現場改善は、日本の製造業にとって非常に得意とする能力です。海外の工場において、かんばん方式はある程度の訓練をすれば取り入れることができますが、改善の心は、なかなかまねできません。これは労働に対する基本的な価値観の違いからくるのかもしれませんね。さて、”ITカイゼン”という新しい用語は、いったい何を意味しているのでしょうか?IT業界でも改善をしなさい、という意味では<ありません>。これは、製造業をはじめ、通常の業務を行うなかで、情報の流れをよくする活動のことです。

これまで、モノのながれ、現場に存在するハードとしての製品や部品や仕掛品などが、いかに停滞なくラインを流れるかということに、とても多くの意識をつかってきました。在庫があるというのは、モノが停滞している目で見える証拠です。流れの平準化、整流化、といったキーワードは、おもに目に見えるモノについて議論されてきたようにおもいます。一方で、お客様からの納入リードタイムを遅らせている大きな原因、あるいはなんらかのトラブル、予想外の状況に対応して作業が大幅に遅れるといった原因の大半は、情報の流れに起因していることが多いのです。つまり、情報の流れをよくすることが、実は生産の流れ、業務の流れをよりよくし、ムリ、ムダ、ムラをなくすことに大きく貢献するのです。

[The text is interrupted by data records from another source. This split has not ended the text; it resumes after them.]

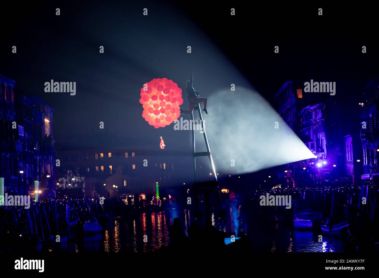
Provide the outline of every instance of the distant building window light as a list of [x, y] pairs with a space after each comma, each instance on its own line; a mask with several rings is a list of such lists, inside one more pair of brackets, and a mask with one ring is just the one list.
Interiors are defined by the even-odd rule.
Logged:
[[23, 127], [22, 126], [19, 126], [19, 135], [24, 136]]
[[296, 92], [298, 95], [298, 98], [302, 98], [303, 90], [302, 89], [298, 89], [296, 90]]

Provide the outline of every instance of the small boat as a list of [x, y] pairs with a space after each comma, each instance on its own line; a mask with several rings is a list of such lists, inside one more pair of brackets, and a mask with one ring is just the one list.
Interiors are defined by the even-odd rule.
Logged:
[[313, 221], [310, 219], [295, 218], [292, 221], [293, 227], [295, 229], [312, 229], [313, 225]]
[[321, 230], [325, 234], [330, 236], [338, 235], [341, 229], [348, 227], [349, 223], [348, 221], [345, 221], [334, 225], [329, 224], [327, 221], [325, 224], [321, 224]]
[[92, 219], [86, 221], [83, 225], [85, 232], [92, 233], [101, 231], [103, 229], [97, 219], [94, 217]]
[[323, 219], [323, 213], [310, 210], [299, 211], [296, 214], [297, 217], [301, 219], [309, 219], [311, 220], [321, 220]]

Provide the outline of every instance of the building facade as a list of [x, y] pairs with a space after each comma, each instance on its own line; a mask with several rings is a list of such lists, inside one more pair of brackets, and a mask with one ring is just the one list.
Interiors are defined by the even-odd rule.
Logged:
[[157, 182], [160, 191], [193, 182], [191, 155], [137, 148], [61, 151], [57, 186], [79, 188], [89, 197], [124, 195], [134, 202], [153, 195]]
[[362, 181], [379, 179], [379, 126], [378, 104], [379, 101], [379, 79], [372, 80], [365, 88], [363, 101], [361, 106], [360, 130], [362, 140], [363, 173]]
[[354, 183], [357, 140], [344, 126], [343, 106], [329, 93], [304, 92], [304, 83], [287, 81], [274, 98], [280, 117], [317, 158], [288, 164], [282, 172], [316, 180], [349, 176]]
[[5, 193], [55, 196], [54, 110], [41, 100], [16, 95], [16, 82], [0, 75], [0, 177]]

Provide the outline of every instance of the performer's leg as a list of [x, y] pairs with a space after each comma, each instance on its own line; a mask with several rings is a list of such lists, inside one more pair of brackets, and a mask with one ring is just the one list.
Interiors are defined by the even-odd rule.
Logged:
[[196, 103], [204, 103], [204, 109], [203, 109], [203, 111], [205, 112], [205, 113], [208, 114], [208, 111], [207, 111], [207, 99], [206, 98], [195, 98], [194, 101]]
[[193, 104], [192, 103], [190, 104], [190, 110], [182, 110], [180, 111], [181, 113], [185, 113], [186, 114], [191, 114], [192, 113], [192, 111], [193, 111], [194, 109], [195, 108], [195, 104]]
[[203, 97], [195, 98], [194, 99], [196, 103], [204, 103], [204, 108], [207, 108], [207, 98]]

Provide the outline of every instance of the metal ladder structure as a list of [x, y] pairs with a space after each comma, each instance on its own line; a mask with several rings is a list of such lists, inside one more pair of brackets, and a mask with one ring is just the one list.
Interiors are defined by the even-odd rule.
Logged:
[[[198, 152], [195, 151], [195, 130], [196, 128], [194, 128], [194, 117], [193, 115], [194, 111], [191, 114], [191, 122], [193, 125], [192, 128], [192, 156], [193, 160], [193, 184], [194, 188], [195, 191], [195, 196], [196, 197], [195, 204], [196, 207], [196, 211], [197, 211], [197, 206], [198, 205], [199, 199], [198, 197], [198, 191], [205, 191], [205, 202], [206, 203], [207, 210], [207, 220], [208, 221], [210, 221], [210, 205], [209, 203], [209, 193], [214, 190], [217, 190], [218, 191], [218, 199], [219, 202], [220, 210], [222, 209], [221, 202], [221, 195], [220, 193], [220, 189], [218, 186], [218, 181], [217, 180], [217, 173], [216, 172], [216, 168], [215, 167], [215, 164], [213, 163], [213, 159], [212, 158], [212, 154], [211, 153], [210, 149], [209, 148], [209, 143], [208, 142], [208, 139], [207, 137], [207, 133], [205, 132], [205, 127], [204, 126], [204, 121], [203, 120], [203, 116], [201, 114], [201, 110], [200, 108], [200, 104], [197, 104], [195, 106], [194, 111], [197, 110], [199, 111], [199, 120], [200, 120], [200, 123], [197, 123], [198, 124], [201, 124], [203, 132], [203, 135], [204, 136], [204, 141], [205, 142], [205, 146], [207, 147], [206, 152]], [[196, 180], [196, 158], [197, 157], [207, 156], [209, 158], [209, 162], [210, 163], [211, 168], [212, 168], [213, 176], [214, 178], [214, 182], [212, 183], [201, 183], [200, 184], [197, 184]]]

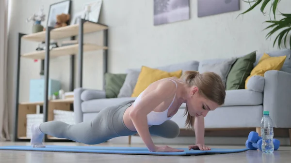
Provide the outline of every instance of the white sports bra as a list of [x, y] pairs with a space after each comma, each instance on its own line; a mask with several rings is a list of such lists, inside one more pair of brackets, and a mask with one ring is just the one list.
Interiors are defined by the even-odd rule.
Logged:
[[[177, 83], [174, 80], [170, 79], [168, 78], [166, 78], [166, 79], [171, 80], [173, 82], [174, 82], [175, 83], [175, 84], [176, 84], [176, 88], [178, 89], [178, 86], [177, 85]], [[134, 105], [134, 104], [135, 104], [135, 103], [138, 103], [141, 100], [142, 96], [143, 95], [143, 93], [144, 93], [144, 91], [142, 92], [142, 93], [141, 93], [139, 95], [139, 96], [137, 97], [136, 99], [135, 100], [135, 101], [133, 104], [133, 105]], [[147, 114], [146, 117], [147, 118], [147, 124], [148, 125], [160, 125], [160, 124], [162, 124], [162, 123], [163, 123], [164, 122], [165, 122], [165, 121], [171, 119], [173, 117], [173, 116], [170, 117], [168, 117], [168, 110], [169, 110], [169, 108], [170, 108], [170, 107], [173, 104], [173, 103], [174, 102], [174, 101], [176, 97], [176, 93], [175, 93], [175, 95], [174, 96], [174, 98], [173, 98], [173, 100], [172, 101], [172, 102], [171, 103], [171, 104], [170, 104], [169, 107], [168, 107], [168, 108], [167, 108], [166, 110], [163, 111], [162, 112], [156, 112], [152, 111], [148, 114]]]

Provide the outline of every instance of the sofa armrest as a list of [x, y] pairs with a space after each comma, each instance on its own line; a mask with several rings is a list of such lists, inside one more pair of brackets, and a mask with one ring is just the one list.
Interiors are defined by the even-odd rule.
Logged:
[[74, 116], [76, 123], [83, 121], [82, 103], [83, 101], [106, 98], [105, 92], [79, 88], [74, 89]]
[[271, 70], [264, 74], [264, 111], [276, 128], [291, 128], [291, 74]]

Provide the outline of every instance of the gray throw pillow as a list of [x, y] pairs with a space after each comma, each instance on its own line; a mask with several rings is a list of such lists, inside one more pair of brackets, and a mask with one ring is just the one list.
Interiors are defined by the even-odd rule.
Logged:
[[225, 86], [228, 73], [230, 71], [232, 64], [236, 59], [236, 58], [233, 58], [220, 62], [204, 63], [200, 66], [199, 73], [202, 74], [206, 72], [215, 73], [221, 77]]
[[127, 72], [127, 75], [124, 80], [124, 83], [117, 95], [117, 97], [128, 97], [131, 96], [135, 85], [137, 82], [137, 79], [140, 73], [139, 71], [128, 70]]
[[247, 89], [256, 92], [263, 92], [265, 87], [265, 78], [259, 75], [255, 75], [249, 79], [246, 87]]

ITカイゼンのこのような目的を達成するためには、従来のような帳票や伝票、あるいは物理的なかんばん(カード)などではもやは限界にあります。情報を人がつねに操作可能な形でデジタル化し、それを効果的にやりとりするためのしくみと道具が必要となります。ただし、あくまでも、ITカイゼンを行うのは、現場の担当者自身ですので、彼ら、彼女らの意識や、情報に対する正しい取り組みが欠かせません。それにより、これまでは、個人のツールでしかなかなか活用できなかった個別の情報が、作業者を超え、部門を超え、組織としてより付加価値の高い(人間中心の)情報技術が可能となります。